Search code examples
sql-servervb.netssisssis-2012isql

SSIS Script Component - Iterate Through Columns with NULL Values


I am using the following .NET code to iterate through all input columns to create a HashByte value of the columns to then determine if the row has been updated.

The script works fine until a column has a NULL value. How can I code around this without using a TRY CATCH block?

Imports System.Text
Imports System.Reflection
Imports System.Security.Cryptography

Private sha As SHA256 = New SHA256CryptoServiceProvider() 'used To create the SHA256 hash

Public Overrides Sub Input0_ProcessInputRow(ByVal Row As Input0Buffer)

    Try

        ' create hashbyte column to identify if row has changed

        Dim concat As StringBuilder = New StringBuilder("")

        ' loop over all the input columns of the buffer row 

        For Each col As PropertyInfo In Row.GetType().GetProperties()
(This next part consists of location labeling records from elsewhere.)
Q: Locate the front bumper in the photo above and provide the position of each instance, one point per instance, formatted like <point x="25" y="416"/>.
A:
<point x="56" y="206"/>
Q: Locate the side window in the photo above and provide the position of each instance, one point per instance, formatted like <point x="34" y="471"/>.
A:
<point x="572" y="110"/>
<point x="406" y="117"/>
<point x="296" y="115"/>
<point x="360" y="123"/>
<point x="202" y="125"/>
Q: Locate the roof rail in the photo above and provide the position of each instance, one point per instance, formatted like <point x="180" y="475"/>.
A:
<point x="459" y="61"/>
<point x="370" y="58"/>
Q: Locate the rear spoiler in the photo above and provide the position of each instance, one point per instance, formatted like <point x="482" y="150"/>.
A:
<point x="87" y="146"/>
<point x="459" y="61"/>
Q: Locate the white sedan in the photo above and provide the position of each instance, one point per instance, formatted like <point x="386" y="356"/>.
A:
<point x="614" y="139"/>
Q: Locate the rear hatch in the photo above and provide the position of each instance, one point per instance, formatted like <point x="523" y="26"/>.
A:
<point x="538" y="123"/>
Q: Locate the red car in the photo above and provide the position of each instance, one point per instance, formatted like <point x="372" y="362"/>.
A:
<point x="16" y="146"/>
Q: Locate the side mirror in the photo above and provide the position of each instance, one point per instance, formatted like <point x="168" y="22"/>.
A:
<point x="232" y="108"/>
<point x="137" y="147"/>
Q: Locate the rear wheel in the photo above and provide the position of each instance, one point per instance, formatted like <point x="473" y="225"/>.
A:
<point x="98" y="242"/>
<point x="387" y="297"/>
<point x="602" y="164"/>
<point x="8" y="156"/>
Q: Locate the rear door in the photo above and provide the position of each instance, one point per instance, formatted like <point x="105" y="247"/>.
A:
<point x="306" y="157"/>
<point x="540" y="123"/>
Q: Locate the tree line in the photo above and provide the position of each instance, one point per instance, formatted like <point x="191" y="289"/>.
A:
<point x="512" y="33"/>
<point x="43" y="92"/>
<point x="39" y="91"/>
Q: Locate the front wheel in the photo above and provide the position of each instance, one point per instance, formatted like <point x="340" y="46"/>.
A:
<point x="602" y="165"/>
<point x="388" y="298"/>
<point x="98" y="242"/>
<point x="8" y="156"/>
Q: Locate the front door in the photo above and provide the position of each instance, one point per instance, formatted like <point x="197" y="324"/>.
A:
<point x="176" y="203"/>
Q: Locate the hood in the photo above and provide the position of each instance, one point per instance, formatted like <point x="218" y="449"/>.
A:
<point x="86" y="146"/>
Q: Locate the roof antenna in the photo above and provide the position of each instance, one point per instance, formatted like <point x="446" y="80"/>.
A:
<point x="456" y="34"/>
            If Not col.Name.ToLower.EndsWith("isnull") AndAlso Not col.Name.ToLower.Equals("hash") Then
                MsgBox(col.Name.ToLower)
                If col.GetValue(Row, Nothing) Is Nothing Then
                    concat.Append("")
                Else
                    concat.Append(Convert.ToString(col.GetValue(Row).ToString()))
                End If

                concat.Append("|")
            End If

        Next

        Dim sHashBytes As String = concat.ToString().Remove(concat.ToString().Length - 1) ' remove the last character of the string
        Dim bHashBytes As Byte() = sha.ComputeHash(System.Text.UnicodeEncoding.Unicode.GetBytes(sHashBytes))
        Dim sb As StringBuilder = New StringBuilder("")

        For i As Integer = 0 To bHashBytes.Length - 1
            sb.Append(bHashBytes(i).ToString("X2"))
        Next

        Row.Hash = "0x" & sb.ToString()

    Catch ex As Exception
        MsgBox(ex.ToString)
    End Try
End Sub

Thanks, Greg


Solution

  • Well, assume that all input columns are of type String. I post a fragment of code which concatenates all string columns into a string (in C#) for omitted calculations.

    public override void ProcessInput(int InputID, PipelineBuffer Buffer)
    {
      bool fireAgain = true;
      string columnData = null;
    
      while (Buffer.NextRow())
      {
        for (int columnIndex = 0;
          columnIndex < Buffer.ColumnCount;
          columnIndex++)
        {
    
          if (!Buffer.IsNull(columnIndex))
          {
            BufferColumn columnInfo = Buffer.GetColumnInfo(columnIndex);
            switch (columnInfo.DataType)
            {
    
              // check column data type
              case DataType.DT_WSTR:
                columnData += Buffer.GetString(columnIndex);
                break;
    
              // add code to support more data types here
    
              default:
                columnData = "";
                break;
            }
          }
        }
      }
      // Do some calculations...
      base.ProcessInput(InputID, Buffer);
    }
    

    Reason why calling ProcessInput and not Input0_ProcessInputRow - in the latter you have all columns with column named properties, so cannot loop over them. This method is called per each buffer, so mode data (and buffers) you will have, the more calls you will receive.
    Calling base.ProcessInput(InputID, Buffer) is essential for correct buffer handling, marking it processed and being available to further data flow transformations.

    Inspired by Todd McDermid's Blog post on this.